“Berlinguer. La grande ambizione”, sa solo quello che non è.
di Roberta Baiano
Per dare subito un’idea del tono di questo articolo, vi dico che sono uscita dalla sala di un piccolo cinema di Roma con lo stesso senso di insoddisfazione e amarezza che avevo provato anni fa, uscendo dalla sala di un piccolo cinema di Napoli dopo aver visto Hammamet.
Anche questa volta, infatti, il film non riesce a raccontare appieno l’essere umano, non coglie davvero lo statista, non restituisce la complessità della Storia e, peggio ancora, lascia incompiuto il pensiero politico che ne ha guidato le azioni.
Non mi aspettavo certo un’agiografia: per quella possiamo guardare alle opere che hanno avuto come protagonista Aldo Moro, avvolto quasi inevitabilmente da un’aura sacrale a causa della tragica fine che ha segnato la sua vita e la sua memoria.
Da un film su Berlinguer, mi sarei aspettata qualcosa di più profondo, qualcosa all’altezza del personaggio e del periodo storico che ha attraversato.
Qualcosa di molto diverso: un racconto più incisivo, un’indagine profonda e ben calibrata che sapesse restituirne la complessità.
Quella di un uomo, di un leader, di un’epoca.
Berlinguer è stato una figura fondamentale della storia italiana, il cui operato, come una goccia in un lago, ha generato eco che si sono propagate ben oltre la sua epoca.
Era un politico lungimirante, coraggioso, rigoroso, dotato di una statura morale e istituzionale oggi rarissima, se non del tutto scomparsa.
Andrea Segre, scegliendo un soggetto così imponente e complesso per il suo film, ha senza dubbio intrapreso un’impresa titanica, direi ben oltre le sue capacità.
Lungo il cammino, infatti, sembra perdersi, dimenticando proprio lui l’ambizione e finendo per produrre un’opera del tutto inadeguata.

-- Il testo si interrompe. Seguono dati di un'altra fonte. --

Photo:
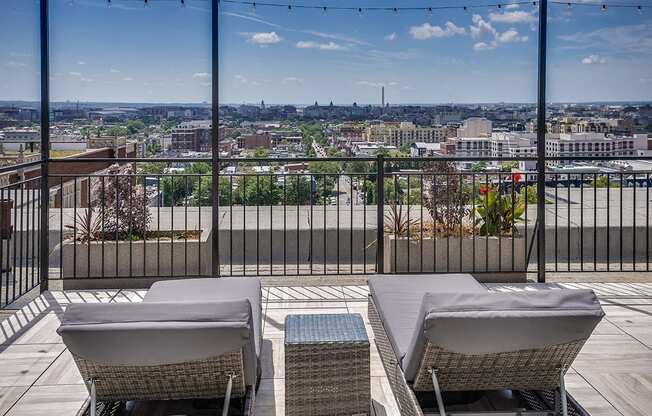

Questo film, invece di restituire la statura di Berlinguer, si riduce a un racconto timido, frammentario, superficiale, incapace di emozionare o di offrire spunti di riflessione.
Un film come questo dovrebbe affrontare le complessità del contesto storico e politico in cui Berlinguer si è mosso, eppure finisce per tralasciare elementi fondamentali.
Non racconta, ad esempio, le tensioni interne al PCI, come l’opposizione della sinistra radicale al compromesso storico, le cui riunioni di direzione nazionale sembrano sicuramente più pacifiche di un pranzo domenicale a casa mia, né approfondisce le politiche di austerità, sostenute anche dal Partito.
Non racconta nemmeno di come questo inciderà anche sul suo consenso in termini di voti.
Un film che riduce tutto a una narrazione semplicistica, quasi manichea: buoni contro cattivi. Una lettura tanto banale della politica, quanto ingiusta, che volutamente ignora le intricate dinamiche e le difficoltà di navigare in un’epoca complessa.
E poi ci sono i momenti storici cruciali.
L’attentato a Sofia? Appena accennato.
Il rapimento e l’uccisione di Moro? Sfiorati, senza approfondimento.
L’eurocomunismo, la via democratica al socialismo, il compromesso storico? Trattati in modo superficiale e frettoloso.
La questione morale, che pure rappresenta uno dei lasciti più significativi di Berlinguer, viene completamente ignorata.
Un film che sfiora leggermente l’umano, esagera la sua figura di padre e marito e all’altare di questo sacrifica la narrazione del leader politico.
In sintesi, si tratta di un film non solo modesto, ma anche scadente, che non riesce a raccontare davvero l’uomo, non riesce a raccontare davvero la famiglia, non riesce a raccontare davvero lo statista e la portata enorme del suo pensiero politico.
La complessità di Berlinguer e del suo tempo rimangono lontane, e il risultato finale non fa giustizia a una figura che avrebbe meritato decisamente di più.